Lessons on Holiday Jewelry buying

As of this writing (January 29th, 2016), it’s nearly Valentine’s Day.   Many individuals (mostly male) will journey into countless retail stores, smelling of . . . desperation.  Oh, but to find the “perfect” gift.   The same client who thinks nothing of spending $5000+ with a consultant around the Holidays will struggle to find a mere $50 to grudgingly spend in February.   Granted, I don’t mean to belittle $50-it’s just not a lot for any purchase comparatively speaking.   Lesson 1:  Be realistic.  Often times, a couple may venture into a store and ask to see a 2 carat diamond for $1000.   While a thousand dollars is still a lot of money, it doesn’t begin to buy a two carat diamond currently, unless the stone is stolen, of exceptionally poor quality and/or one has a time machine that will go back to 1925.   (Ten thousand dollars is a fortune, until one starts to look at Ferraris.   Then the amount won’t pay for a single wheel.)   Better to spend the $50 on flowers; your money goes much further in this case.   No, I don’t receive monetary kickbacks from Florists and, no, I’m not saying to avoid everything else [read jewelry].    Just be sure to “get your money’s worth” when buying a gift before you badger a retail consultant all around his or her store trying to fit something in your budget.

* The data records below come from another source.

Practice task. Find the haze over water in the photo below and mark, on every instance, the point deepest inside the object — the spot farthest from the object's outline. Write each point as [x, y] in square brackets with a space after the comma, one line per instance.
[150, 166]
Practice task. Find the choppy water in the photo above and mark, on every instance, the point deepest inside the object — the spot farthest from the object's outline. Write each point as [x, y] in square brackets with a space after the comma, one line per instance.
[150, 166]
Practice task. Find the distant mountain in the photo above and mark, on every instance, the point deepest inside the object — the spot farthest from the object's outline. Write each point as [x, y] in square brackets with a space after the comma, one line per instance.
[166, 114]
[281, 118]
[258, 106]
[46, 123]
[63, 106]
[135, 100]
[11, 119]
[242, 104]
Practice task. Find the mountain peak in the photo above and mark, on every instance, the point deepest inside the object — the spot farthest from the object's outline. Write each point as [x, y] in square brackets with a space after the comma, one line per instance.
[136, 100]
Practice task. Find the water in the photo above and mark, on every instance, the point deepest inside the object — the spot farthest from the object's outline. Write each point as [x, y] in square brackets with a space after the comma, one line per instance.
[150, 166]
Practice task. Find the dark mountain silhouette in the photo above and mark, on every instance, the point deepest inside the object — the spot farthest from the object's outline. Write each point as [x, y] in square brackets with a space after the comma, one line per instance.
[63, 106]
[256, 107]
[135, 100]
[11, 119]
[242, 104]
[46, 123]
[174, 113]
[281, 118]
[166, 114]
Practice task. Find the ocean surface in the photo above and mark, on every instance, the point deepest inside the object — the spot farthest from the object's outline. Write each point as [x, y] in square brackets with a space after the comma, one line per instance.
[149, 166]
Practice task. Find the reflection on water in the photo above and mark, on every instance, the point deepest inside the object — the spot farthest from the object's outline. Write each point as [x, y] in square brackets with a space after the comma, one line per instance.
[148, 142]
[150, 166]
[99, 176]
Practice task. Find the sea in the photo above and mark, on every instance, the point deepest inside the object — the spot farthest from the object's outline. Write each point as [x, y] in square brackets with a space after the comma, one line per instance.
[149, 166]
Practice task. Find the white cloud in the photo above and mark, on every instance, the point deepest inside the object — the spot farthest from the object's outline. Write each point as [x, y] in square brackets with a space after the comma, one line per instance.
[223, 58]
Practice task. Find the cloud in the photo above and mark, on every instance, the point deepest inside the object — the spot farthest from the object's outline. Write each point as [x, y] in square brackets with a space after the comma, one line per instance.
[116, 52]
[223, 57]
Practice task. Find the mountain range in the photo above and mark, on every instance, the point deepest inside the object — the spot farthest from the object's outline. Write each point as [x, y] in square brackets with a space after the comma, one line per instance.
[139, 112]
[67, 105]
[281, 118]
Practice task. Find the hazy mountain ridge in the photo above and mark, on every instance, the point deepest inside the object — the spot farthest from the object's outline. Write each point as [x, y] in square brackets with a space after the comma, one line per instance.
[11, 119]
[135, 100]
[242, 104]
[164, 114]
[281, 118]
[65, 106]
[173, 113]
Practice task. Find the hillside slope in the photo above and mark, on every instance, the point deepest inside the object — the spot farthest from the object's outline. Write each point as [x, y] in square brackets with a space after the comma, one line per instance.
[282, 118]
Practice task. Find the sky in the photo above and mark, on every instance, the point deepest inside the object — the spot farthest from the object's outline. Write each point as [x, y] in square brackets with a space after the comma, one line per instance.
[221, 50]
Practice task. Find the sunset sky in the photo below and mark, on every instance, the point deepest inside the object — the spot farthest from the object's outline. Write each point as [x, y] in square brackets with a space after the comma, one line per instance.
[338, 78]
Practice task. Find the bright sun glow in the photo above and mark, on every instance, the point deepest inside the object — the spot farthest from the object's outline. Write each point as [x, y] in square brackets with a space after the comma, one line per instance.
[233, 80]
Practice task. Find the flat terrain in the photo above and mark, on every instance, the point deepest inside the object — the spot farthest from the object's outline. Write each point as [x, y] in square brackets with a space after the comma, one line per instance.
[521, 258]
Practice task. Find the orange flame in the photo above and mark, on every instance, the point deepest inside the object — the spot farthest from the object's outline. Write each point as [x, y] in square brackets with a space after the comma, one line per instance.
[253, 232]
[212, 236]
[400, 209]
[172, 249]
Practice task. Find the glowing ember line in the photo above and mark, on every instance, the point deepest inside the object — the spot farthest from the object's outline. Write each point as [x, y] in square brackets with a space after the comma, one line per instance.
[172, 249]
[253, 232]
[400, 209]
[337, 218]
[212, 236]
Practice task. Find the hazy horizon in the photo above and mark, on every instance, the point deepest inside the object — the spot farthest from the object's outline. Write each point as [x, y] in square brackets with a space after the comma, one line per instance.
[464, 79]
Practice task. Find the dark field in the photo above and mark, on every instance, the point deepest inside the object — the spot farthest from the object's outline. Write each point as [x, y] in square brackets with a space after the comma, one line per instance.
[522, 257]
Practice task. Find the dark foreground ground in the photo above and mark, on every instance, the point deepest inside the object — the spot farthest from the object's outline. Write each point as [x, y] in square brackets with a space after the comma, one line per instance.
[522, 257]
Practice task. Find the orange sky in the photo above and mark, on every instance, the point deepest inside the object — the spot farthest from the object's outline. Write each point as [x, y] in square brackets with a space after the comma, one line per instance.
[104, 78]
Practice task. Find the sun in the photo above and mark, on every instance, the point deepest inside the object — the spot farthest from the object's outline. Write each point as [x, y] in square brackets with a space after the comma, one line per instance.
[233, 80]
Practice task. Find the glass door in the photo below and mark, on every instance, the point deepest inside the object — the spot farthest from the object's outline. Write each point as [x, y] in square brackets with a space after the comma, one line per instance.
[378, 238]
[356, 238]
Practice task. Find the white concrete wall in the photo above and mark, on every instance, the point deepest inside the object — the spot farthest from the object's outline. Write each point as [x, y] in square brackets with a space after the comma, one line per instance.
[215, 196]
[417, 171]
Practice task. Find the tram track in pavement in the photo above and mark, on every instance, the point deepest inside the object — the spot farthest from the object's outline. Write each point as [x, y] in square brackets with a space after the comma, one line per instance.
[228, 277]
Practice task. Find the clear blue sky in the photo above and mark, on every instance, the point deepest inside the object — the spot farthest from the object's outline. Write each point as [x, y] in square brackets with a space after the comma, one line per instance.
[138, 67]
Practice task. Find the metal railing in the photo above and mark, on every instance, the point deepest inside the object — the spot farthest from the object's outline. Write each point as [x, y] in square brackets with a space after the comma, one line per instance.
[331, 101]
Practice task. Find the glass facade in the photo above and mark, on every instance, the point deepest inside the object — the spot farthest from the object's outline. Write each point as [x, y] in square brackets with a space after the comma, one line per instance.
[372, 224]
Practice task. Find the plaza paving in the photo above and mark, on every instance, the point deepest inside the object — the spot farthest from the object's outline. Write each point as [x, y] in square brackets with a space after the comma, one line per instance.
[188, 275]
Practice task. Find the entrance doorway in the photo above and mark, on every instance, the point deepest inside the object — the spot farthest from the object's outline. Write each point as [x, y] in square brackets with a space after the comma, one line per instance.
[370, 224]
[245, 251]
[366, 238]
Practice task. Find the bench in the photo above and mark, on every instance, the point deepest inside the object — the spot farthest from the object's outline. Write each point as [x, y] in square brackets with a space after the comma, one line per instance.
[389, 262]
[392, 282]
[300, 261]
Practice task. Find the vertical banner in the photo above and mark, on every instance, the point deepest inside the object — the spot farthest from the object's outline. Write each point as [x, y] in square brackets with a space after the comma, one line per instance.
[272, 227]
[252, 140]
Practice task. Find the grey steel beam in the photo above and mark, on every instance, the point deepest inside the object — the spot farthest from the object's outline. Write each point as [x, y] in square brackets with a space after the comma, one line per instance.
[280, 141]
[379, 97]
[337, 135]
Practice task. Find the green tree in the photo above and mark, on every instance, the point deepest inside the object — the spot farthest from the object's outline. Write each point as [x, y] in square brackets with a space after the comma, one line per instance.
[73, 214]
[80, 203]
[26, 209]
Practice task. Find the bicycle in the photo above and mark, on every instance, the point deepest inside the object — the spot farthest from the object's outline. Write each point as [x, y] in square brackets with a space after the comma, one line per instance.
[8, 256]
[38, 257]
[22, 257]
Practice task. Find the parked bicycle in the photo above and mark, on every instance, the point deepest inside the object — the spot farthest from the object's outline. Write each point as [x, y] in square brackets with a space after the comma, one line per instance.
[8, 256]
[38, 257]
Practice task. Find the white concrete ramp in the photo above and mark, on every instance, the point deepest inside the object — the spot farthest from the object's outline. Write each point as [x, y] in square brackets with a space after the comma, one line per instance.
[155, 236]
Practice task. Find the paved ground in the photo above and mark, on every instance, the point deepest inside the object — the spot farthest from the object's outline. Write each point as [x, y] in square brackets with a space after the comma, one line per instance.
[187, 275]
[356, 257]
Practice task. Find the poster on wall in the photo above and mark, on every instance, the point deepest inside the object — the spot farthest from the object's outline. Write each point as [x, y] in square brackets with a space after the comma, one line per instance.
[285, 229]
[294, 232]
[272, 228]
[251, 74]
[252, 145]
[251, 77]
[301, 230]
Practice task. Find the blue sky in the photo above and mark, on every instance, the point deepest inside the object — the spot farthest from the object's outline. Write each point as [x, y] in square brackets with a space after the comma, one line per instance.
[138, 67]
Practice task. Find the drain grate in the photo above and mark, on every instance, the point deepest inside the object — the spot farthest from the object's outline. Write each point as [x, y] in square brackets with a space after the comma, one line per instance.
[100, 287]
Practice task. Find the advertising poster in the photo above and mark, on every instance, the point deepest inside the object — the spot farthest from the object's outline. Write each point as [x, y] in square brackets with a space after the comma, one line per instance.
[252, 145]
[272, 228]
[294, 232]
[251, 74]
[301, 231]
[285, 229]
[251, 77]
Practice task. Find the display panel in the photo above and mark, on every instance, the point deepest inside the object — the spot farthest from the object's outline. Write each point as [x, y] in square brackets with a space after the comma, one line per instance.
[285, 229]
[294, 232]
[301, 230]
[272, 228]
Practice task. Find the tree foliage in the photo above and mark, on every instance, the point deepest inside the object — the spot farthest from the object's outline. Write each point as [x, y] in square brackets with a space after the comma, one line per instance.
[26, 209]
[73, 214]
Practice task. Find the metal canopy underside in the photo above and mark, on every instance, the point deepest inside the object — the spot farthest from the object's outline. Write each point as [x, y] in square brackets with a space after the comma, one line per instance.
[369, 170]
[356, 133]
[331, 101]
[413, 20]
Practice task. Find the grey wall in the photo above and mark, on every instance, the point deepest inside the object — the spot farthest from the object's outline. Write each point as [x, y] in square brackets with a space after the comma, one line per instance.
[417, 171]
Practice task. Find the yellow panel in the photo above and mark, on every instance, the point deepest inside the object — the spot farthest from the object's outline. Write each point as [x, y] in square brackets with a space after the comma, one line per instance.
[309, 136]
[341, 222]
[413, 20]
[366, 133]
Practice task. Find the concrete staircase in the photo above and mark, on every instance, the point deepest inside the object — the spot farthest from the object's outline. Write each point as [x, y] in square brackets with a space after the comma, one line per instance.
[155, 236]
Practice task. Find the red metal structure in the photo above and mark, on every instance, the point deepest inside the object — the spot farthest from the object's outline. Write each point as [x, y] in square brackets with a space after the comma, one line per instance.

Lesson 2:  Professional shoppers can save money.   Often, clients will say after an appraisal that “I wish I had you (the appraiser) to take with me when I’m shopping.   I’d save a lot of money.”   That’s often true.   While taking along a personal shopper with you to the Caribbean may become expensive (even though Ilove free vacations), it can save you money and avoid a dent in your wallet.   Independent appraisers usually have no special store that they “must” buy from.    This can insure that you the purchaser can find and take advantage of the very best “deal” around.   Without fear.   I’m not advocating skipping the buying process from store personnel; many give wonderful service.   (Those that try to benefit themselves at the customer’s expense will only last a short while before they’re avoided by clients and superiors.)   Nor am I saying that many on-line services aren’t good; they can be.   However, there are many misleading “certification” services available and even the leader (my Alma Mater, the GIA) can judge five different diamonds to be the same grade-and they can literally have five completely different appearances.

The result is that even if one can find years of research about jewelry on the internet, it can ultimately be worth paying an extra 15 – 25% in order to find the perfect piece.